4247.0: Tuesday, November 12, 2002 - 4:45 PM

Abstract #48930

Low-income uninsured diabetics and state Medicaid programs

Robert L. Williams, MD, MPH, Family and Community Medicine, University of New Mexico, 2400 Tucker Ave. NE, Albuquerque, NM 87131, 505-272-2165, rlwilliams@salud.unm.edu, Michael Schillaci, PhD candidate, Department of Family and Community Medicine, University of New Mexico, 2400 Tucker Ave NE, Albuquerque, NM 87131, Howard Waitzkin, MD, PhD, Masters in Public Health Program, University of New Mexico, 2400 Tucker N.E., School of Medicine, Albuquerque, NM 87131, and Richard Santos, PhD, Department of Economics, University of New Mexico, Main Campus, Albuquerque, NM 87131.

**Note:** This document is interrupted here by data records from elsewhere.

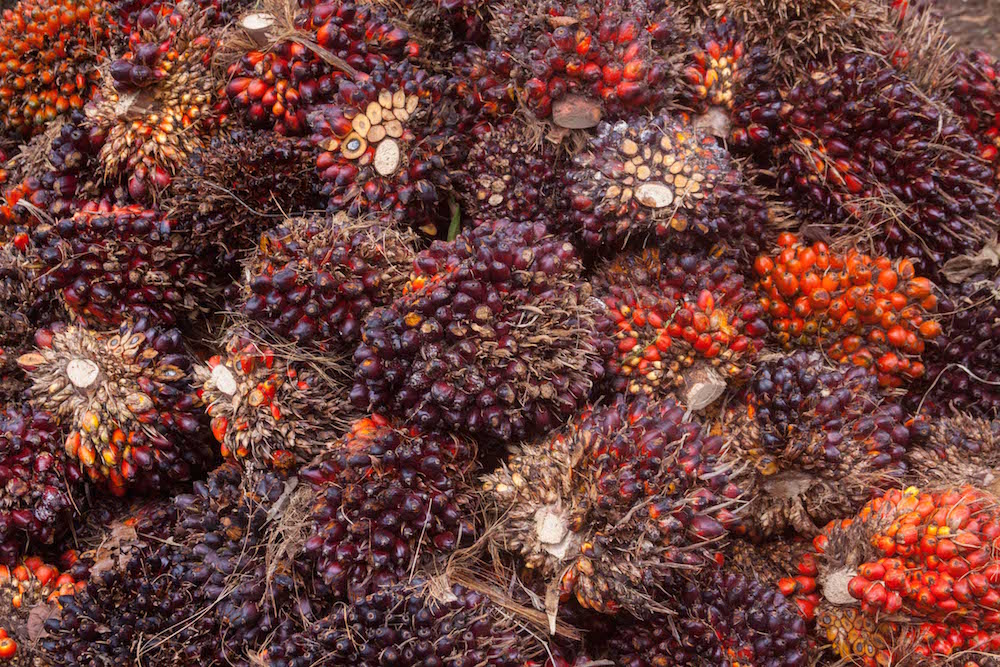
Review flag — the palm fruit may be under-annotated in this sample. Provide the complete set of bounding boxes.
[242,214,416,348]
[0,403,82,565]
[351,221,610,442]
[779,487,1000,667]
[457,120,559,221]
[563,116,767,254]
[308,61,454,235]
[482,397,743,616]
[32,204,214,327]
[226,2,418,135]
[754,233,941,387]
[194,327,352,469]
[751,54,998,277]
[720,350,919,537]
[0,556,84,667]
[0,0,113,138]
[18,322,209,495]
[262,574,540,667]
[87,6,218,201]
[594,249,767,410]
[606,568,811,667]
[492,0,679,129]
[40,462,309,667]
[302,415,476,601]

Low-income, uninsured persons with chronic illness are health and financial time-bombs. Because they often cannot afford preventive and primary care, they are more likely to develop serious and costly complications of their illnesses. In many cases, local and state governments carry the ultimate financial burden for these complications. The objective of this study was to explore the costs and benefits of including one class of such persons in state Medicaid programs. In a state-wide, random digit dialed telephone survey of low-income persons in New Mexico, persons identified as diabetics were asked a variety of questions about their health, health care utilization and willingness to pay a monthly premium to be included in a state insurance program for low-income diabetics. Of 1216 respondents to the survey, 116 (9.5%) were diabetic. Compared with insured diabetics, uninsured diabetics were more likely to have not taken all of their medicines due to cost. Uninsured diabetics were significantly more likely to have not had recommended eye exams and to have been hospitalized. Most low-income uninsured diabetics were able and willing to pay a monthly premium to be included in state coverage for their diabetes. When combined with data on costs of complications from diabetes obtained from the literature, this suggests that it may be cost efficient for states to consider such a program. By including low-income persons at high risk for developing costly complications in Medicaid programs, states may reduce their ultimate financial burden.

Learning Objectives:

  • At the conclusion of the session, the participant (learner) in this session will be able to

    Keywords: Low-Income, Diabetes

    Presenting author's disclosure statement:
    I do not have any significant financial interest/arrangement or affiliation with any organization/institution whose products or services are being discussed in this session.